Search This Blog

28 June 2007

Quick musing on the "Queue" engine.

Brian postulates the idea of a "Queue" engine and why it is impractical. I agree that a queue storage engine doesn't really work too well. What would work better would be either a special 'queue' object type which may use any user accessible storage engine or perhaps a non-standard extension to the SQL syntax:


DEQUEUE message FROM queue_table LIMIT 1;


This can be done in (perhaps) the MySQL Proxy, where it is translated into a SELECT/DELETE combination or it can be added to the server, and should not cause much parser complications.


Then any storage engine may be used for a queue, purely dependent upon the user's requirements as some people will be satisfied with a non-persistent MEMORY based queue, MYISAM queues will be adequate for many and for a few who need transactions, there is INNODB and FALCON.

3 comments:

aauugold said...

Look at what was done in SQL 2005. A dedicated enqueue and dequeue command should be provided to properly handle in sequence FIFO operations.
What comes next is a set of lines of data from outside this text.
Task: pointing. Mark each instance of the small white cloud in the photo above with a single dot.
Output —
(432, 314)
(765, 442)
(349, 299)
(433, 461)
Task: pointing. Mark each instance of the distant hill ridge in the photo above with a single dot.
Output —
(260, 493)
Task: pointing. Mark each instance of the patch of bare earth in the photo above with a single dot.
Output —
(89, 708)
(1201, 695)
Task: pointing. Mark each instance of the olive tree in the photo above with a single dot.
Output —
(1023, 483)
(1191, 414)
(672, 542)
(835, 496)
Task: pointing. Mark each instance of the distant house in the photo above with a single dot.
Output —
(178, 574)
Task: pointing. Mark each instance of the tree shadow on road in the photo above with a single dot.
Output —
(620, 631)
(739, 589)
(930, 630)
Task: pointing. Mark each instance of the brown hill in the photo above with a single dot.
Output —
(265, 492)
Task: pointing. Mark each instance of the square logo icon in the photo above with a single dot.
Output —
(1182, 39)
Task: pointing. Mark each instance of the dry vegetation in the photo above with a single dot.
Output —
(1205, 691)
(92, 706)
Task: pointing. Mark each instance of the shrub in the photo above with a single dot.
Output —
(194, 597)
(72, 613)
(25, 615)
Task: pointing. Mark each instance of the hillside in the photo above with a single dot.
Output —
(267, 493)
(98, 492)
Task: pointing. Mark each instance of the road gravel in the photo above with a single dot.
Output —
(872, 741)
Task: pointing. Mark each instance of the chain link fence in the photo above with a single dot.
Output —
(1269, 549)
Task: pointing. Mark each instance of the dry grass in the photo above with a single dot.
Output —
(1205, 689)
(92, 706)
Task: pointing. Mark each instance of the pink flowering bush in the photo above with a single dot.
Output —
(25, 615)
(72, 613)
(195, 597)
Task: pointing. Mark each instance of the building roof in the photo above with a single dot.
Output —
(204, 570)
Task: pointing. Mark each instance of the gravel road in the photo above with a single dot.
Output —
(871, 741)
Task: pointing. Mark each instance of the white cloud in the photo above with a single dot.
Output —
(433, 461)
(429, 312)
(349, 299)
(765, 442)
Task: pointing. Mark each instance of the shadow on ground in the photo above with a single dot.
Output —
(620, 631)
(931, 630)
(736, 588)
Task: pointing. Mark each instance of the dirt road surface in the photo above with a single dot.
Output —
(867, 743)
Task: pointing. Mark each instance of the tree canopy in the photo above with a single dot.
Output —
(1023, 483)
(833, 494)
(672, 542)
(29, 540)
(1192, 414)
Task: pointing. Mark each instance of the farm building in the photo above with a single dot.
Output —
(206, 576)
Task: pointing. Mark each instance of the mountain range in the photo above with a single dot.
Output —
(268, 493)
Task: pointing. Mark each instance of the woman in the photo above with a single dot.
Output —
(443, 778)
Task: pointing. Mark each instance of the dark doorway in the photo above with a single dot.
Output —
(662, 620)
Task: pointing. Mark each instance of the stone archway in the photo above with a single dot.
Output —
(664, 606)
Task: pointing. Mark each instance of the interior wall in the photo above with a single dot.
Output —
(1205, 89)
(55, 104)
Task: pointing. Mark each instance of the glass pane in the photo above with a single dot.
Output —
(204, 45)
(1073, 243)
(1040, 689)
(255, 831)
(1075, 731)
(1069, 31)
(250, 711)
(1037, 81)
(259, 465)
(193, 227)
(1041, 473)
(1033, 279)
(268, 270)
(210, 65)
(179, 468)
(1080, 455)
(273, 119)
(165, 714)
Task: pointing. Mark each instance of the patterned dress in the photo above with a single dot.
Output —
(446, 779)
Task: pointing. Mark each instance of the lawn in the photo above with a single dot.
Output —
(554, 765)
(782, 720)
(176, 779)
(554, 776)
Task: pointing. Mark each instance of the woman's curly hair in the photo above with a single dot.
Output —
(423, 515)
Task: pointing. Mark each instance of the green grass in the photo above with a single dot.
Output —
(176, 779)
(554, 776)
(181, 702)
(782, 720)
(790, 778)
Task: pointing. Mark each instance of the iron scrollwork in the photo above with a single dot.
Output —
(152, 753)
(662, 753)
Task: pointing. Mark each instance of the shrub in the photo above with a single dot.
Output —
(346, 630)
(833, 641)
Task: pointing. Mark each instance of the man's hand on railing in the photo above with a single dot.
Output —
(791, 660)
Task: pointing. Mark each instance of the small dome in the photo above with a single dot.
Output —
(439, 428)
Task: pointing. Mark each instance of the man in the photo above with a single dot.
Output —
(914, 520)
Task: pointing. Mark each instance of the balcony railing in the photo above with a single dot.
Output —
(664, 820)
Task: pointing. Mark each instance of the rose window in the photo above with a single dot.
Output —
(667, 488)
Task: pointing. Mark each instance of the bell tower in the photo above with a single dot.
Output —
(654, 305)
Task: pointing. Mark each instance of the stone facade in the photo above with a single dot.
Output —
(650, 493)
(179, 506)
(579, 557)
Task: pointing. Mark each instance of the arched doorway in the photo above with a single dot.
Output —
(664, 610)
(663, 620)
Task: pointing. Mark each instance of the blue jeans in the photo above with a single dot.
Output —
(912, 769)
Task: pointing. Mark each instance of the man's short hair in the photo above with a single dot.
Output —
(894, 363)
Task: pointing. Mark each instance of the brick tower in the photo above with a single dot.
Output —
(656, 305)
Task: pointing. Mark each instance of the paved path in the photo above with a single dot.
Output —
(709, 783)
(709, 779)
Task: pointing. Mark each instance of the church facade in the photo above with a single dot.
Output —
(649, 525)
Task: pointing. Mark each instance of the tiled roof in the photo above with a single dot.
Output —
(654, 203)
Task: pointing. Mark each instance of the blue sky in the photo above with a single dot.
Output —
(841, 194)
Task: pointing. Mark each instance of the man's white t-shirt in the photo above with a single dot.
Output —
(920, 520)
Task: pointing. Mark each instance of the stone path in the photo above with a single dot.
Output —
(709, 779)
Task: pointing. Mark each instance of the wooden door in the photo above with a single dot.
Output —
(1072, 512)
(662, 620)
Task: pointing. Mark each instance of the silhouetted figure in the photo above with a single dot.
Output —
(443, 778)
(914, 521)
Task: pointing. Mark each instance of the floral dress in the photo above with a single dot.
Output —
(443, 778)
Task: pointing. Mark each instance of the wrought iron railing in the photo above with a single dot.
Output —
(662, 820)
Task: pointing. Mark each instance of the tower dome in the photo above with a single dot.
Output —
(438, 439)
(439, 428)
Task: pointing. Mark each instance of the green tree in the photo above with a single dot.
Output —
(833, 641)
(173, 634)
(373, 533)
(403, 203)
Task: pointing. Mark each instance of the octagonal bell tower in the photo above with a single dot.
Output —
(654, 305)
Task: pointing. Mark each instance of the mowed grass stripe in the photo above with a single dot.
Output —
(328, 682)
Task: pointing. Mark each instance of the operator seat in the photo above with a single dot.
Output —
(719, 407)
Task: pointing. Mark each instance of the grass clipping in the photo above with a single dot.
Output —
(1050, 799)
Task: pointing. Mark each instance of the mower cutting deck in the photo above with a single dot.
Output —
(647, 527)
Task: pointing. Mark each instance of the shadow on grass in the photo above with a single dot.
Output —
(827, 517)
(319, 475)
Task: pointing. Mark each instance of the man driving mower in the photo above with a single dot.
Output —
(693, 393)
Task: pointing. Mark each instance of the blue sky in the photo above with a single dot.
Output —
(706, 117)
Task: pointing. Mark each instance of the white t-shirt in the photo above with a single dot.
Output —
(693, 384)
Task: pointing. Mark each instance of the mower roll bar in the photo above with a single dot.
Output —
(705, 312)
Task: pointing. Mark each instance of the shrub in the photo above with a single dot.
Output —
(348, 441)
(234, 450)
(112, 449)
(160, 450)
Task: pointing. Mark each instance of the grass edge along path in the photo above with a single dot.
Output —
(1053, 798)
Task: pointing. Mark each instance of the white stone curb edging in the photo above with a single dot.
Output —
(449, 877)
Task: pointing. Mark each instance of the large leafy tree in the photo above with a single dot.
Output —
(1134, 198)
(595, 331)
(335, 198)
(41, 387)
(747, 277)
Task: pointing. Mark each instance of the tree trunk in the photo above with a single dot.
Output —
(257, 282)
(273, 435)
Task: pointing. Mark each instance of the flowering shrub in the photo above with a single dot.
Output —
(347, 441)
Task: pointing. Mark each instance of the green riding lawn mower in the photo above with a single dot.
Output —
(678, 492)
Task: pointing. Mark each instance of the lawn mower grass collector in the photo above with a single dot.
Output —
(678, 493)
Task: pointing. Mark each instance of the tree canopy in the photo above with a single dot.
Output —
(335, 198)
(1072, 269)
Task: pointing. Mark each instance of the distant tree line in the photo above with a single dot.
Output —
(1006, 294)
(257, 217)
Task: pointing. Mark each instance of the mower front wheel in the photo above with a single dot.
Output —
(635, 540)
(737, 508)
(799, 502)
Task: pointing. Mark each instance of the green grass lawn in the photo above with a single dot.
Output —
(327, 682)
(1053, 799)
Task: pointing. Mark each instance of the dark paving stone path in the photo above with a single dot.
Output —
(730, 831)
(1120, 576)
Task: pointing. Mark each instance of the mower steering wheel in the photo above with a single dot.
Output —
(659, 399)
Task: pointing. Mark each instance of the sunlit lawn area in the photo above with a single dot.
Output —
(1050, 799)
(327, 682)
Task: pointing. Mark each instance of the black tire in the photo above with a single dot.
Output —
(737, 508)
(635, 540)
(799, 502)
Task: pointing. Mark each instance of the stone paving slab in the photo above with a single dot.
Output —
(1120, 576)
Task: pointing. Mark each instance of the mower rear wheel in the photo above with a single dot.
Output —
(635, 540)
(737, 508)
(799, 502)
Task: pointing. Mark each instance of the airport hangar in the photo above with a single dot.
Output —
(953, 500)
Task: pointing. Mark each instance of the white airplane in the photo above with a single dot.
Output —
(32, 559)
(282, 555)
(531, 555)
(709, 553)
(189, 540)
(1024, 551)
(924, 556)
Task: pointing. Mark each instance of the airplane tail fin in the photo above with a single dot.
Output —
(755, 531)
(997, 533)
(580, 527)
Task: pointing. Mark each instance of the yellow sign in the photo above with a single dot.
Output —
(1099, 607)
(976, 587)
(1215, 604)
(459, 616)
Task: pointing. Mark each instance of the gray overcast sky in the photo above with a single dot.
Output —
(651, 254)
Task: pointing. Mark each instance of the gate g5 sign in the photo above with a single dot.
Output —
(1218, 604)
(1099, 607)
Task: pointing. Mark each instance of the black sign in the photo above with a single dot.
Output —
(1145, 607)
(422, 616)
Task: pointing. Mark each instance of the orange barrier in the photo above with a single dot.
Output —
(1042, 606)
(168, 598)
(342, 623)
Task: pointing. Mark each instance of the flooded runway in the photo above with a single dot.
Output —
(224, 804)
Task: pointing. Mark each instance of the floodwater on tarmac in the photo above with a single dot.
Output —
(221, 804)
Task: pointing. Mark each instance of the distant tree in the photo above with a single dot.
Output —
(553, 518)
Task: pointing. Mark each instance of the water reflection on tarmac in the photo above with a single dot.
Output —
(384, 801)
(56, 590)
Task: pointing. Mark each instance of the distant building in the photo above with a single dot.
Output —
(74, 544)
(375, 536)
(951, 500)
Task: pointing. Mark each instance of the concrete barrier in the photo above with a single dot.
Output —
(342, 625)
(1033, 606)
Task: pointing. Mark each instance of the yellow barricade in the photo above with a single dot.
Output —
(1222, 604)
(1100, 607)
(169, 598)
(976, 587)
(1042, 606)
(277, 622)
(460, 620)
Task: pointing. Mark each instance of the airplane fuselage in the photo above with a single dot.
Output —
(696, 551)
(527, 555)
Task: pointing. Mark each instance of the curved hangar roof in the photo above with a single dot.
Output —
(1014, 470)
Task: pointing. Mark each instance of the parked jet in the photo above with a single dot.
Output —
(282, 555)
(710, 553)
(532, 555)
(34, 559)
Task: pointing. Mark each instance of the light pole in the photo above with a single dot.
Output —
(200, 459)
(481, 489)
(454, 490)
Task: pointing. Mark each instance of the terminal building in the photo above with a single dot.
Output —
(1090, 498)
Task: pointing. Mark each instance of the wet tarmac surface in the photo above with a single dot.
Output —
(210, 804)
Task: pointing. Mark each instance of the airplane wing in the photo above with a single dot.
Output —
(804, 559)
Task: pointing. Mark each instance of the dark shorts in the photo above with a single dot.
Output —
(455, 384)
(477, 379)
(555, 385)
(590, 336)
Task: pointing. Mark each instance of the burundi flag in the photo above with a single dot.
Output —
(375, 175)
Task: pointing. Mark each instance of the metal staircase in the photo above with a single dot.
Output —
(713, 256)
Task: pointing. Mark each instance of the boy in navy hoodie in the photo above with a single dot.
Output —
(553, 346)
The queue should provide a view to allow selecting against the contents to preview the pending entries. The value of the queue is to guarantee in-sequence delivery of queued entries. The more complex conversation layer in SQL 2005 is not a necessity. Ideally, queues should be able to transactional or not depending on the users needs.

Roku said...

I was wondering... why people don't just have a queue with a "read flag" which is a UUID.

eg you would be able to UPDATE queue SET read="UUID" WHERE read is NULL ORDER BY id LIMIT 1. (On InnoDB it would be in a transaction so no double reads)

Then you can read the queue entry via SELECT (since you still remember the UUID you passed to the update the first place).

And delete it (if you want to) when done.

Peeking could also just be a straight SELECT * WHERE read is NULL ORDER BY id LIMIT 1

A little messier than DEQUEUE but still pretty straight forward. Isn't it? Or am I missing something?

Antony said...

I personally think it is a bit redundant as users are quite able to write a set of stored procedures to queue and dequeue for themselves.

The most recent specifications I have here are the SQL 2003 specifications so I cannot comment about the contents of SQL 2005.